Fashion Brand Chanel Will No Longer Use Exotic Animal Skins

The famous fashion house will no longer use animal skins for its products.

Chanel goes cruelty-free, with its head of fashion Bruno Pavlovsky’s announcement that the fashion house would no longer use animal pelts (skins) for its’ creations

This move makes the French fashion house, the first luxury fashion brand to stop using exotic animal pelts such as lizard, crocodile and snake skin. The decision has been applauded by animal rights groups.

“Chanel would no longer use exotic skins in our future creations”

A snakeskin bag by Chanel

A Cruel Practice

The exotic skins market had been going strong for ages with fur, and then leather. The anti-fur movement of the 80s and 90s was instrumental in limiting, if not outright stopping, the use of fur in fashion. Fashion brands then went for ‘faux fur’ given how the texture of the material is easier controlled, as compared to real fur that varies with climate, diet and age of the animal.

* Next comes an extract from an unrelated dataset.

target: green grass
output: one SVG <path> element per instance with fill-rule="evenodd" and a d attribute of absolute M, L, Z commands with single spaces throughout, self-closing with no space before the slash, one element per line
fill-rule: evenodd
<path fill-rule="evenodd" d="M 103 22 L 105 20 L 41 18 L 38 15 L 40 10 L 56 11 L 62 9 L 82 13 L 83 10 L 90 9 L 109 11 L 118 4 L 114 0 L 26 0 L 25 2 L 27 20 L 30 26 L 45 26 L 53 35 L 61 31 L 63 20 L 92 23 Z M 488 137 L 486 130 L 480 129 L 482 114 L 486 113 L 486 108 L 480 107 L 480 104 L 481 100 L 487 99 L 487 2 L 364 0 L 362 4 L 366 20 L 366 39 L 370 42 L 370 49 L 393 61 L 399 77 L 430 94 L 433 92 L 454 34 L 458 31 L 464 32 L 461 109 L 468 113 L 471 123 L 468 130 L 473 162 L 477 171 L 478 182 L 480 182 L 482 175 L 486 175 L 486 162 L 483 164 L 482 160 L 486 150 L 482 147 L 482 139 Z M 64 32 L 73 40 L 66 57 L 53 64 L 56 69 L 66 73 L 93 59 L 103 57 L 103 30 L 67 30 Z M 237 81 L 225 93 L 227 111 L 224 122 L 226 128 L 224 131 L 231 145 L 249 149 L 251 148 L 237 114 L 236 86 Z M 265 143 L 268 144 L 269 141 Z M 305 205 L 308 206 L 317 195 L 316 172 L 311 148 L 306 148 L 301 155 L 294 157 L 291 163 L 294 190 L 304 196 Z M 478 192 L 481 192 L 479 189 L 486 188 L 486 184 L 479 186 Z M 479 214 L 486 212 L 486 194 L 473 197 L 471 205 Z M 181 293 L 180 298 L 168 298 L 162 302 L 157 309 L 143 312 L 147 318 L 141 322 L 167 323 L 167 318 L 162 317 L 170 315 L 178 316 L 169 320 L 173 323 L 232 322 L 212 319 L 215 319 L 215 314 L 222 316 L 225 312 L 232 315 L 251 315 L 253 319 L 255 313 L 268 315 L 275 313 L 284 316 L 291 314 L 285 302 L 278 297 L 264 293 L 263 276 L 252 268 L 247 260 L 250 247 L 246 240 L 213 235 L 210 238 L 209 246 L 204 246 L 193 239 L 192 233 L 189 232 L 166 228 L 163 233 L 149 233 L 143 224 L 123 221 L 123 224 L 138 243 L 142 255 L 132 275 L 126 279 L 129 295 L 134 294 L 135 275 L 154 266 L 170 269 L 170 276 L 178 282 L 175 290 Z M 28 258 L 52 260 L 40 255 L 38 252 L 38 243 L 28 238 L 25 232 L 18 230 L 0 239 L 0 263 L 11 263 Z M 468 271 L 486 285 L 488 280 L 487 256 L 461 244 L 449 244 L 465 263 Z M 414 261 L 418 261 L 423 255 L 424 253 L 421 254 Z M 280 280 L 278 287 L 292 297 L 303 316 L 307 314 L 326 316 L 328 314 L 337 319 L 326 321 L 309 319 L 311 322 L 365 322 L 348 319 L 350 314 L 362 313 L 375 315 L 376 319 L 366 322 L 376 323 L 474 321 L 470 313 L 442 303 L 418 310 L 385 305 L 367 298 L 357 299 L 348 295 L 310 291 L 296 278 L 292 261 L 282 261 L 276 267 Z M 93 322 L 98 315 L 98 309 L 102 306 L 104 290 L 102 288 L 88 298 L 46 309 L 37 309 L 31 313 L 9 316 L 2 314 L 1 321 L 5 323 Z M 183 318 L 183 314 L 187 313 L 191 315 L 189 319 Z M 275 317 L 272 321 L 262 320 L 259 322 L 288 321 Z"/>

The issue of reptilian skin being used for fashion products, has also been raised by activists throughout the years, especially when the truth behind crocodile farms was exposed. Handbags, coats and shoes made from snake, alligator and stingray skin came with a heavy price tag and ever-increasing demand. This obviously resulted in an alarming drop in numbers of some species such as the Malaysian python.

To quote you an example, a Chanel-branded handbag made of animal pelts could retail for up to to 9,000 euros ($10,300) on average.

Chanel Starts to Remove Products with Animal Pelt from Its Catalog

Chanel removed Python skin bags from their website on Tuesday. However, secondhand bags (which were made from animal skin) were still on sale for over 5,500 euros on online resale sites.

Animal rights groups such as People for the Ethical Treatment of Animals (PETA) and the Humane Society International (HSI) are also claiming that the iconic house of Chanel is also renouncing the use of fur.

A few fashion houses continued to use fur despite the anti-fur movement in the 90s. These names included Chanel, Yves San Laurent and more.

The artist at the helm of the fashion house Karl Lagerfeld had earlier told Women´s Wear Daily that Chanel rarely used fur.

……so rarely that he could not remember the last time it featured on the catwalk.

The End of Fur?

Europe has clamped down on this cruel practice over the years. From French actress’ Bridgette Bardot’s anti-fur movement to the European Union ethical fashion laws after the exposure of labor rights violations in Bangladesh, the move from Chanel came by surprise.

Animal rights groups are optimistic that other luxury brands will also follow suit. HSI director Claire Bass certainly believes so.

Chanel is saving countless crocodiles, lizards, snakes and stingrays from suffering.

HSI director Claire Bass pointed how economical and better quality materials such as faux fur were.

Fur-using brands such as Fendi (for which Lagerfeld also designs), Dolce & Gabbana and Louis Vuitton need to take heed and embrace this fur-free future.

Despite years of pressure from activist groups to drop fur, and a massive decline of 75 percent in fur sales in the 80s, some brands have still not renounced fur. However, top fashion brands such as Gucci, Armani, Versace and John Galliano are in the midst of going fur-free due to a rising tide of criticism.